Of course, if you are interested in learning Korean, you’ve made a smart choice. The process of learning Korean is no different from learning just about any other language.
Self-Learning Vs. Classes
Step one is to decide if you’d rather try and teach yourself, or take a formal class. There are plenty of audio classes you can purchase or even download for free, and plenty of web sites to use as resources. I don’t think self-learning works in language studies beyond quick travel phrases and the like, to be honest. You need the formality of a class to keep you working consistently on vocabulary and grammar, and you need the interaction with others at your level, at least in the beginning. Plus, web resources and supposed ‘tricks’ a lot of the audio classes hype are of varying quality and effectiveness.

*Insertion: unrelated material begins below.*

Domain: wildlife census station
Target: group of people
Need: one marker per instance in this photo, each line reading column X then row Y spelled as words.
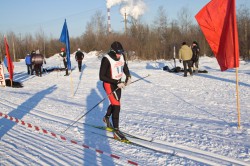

Whatever approach you take for the vocabulary and grammar acquisition, you’re best practice when trying to learn a language like Korean is to immerse yourself. Since Korean uses a different alphabet and script than Western languages, you can’t really use reading material to learn to speak Korean, but you can listen to Korean music and radio programs, and watch television programs in Korean. Do this as much as possible, and try to continuously pay attention and try to understand what’s being said.
Find a Partner or Two
The absolute best way to develop your understanding of Korean would be to find someone to practice with. A native speaker who also speaks your own native tongue would be good, but anyone who is studying the language as well would be fine. Often there are language clubs and other groups you can join, where you meet to speak Korean and practice on each other. If you’re taking a class, you can often form one of these clubs from your fellow students. Speaking the language will reinforce your lessons and get you comfortable with speaking the language quickly.
If possible, once you’ve gotten a working knowledge of Korean – go to Korea! Spending even a few days in the country and speaking only Korean will not only be great practice, but you might learn a few things you’re doing wrong when you’re gently corrected by the Koreans themselves! Tell everyone you’re learning the language so they know you’re open to advice.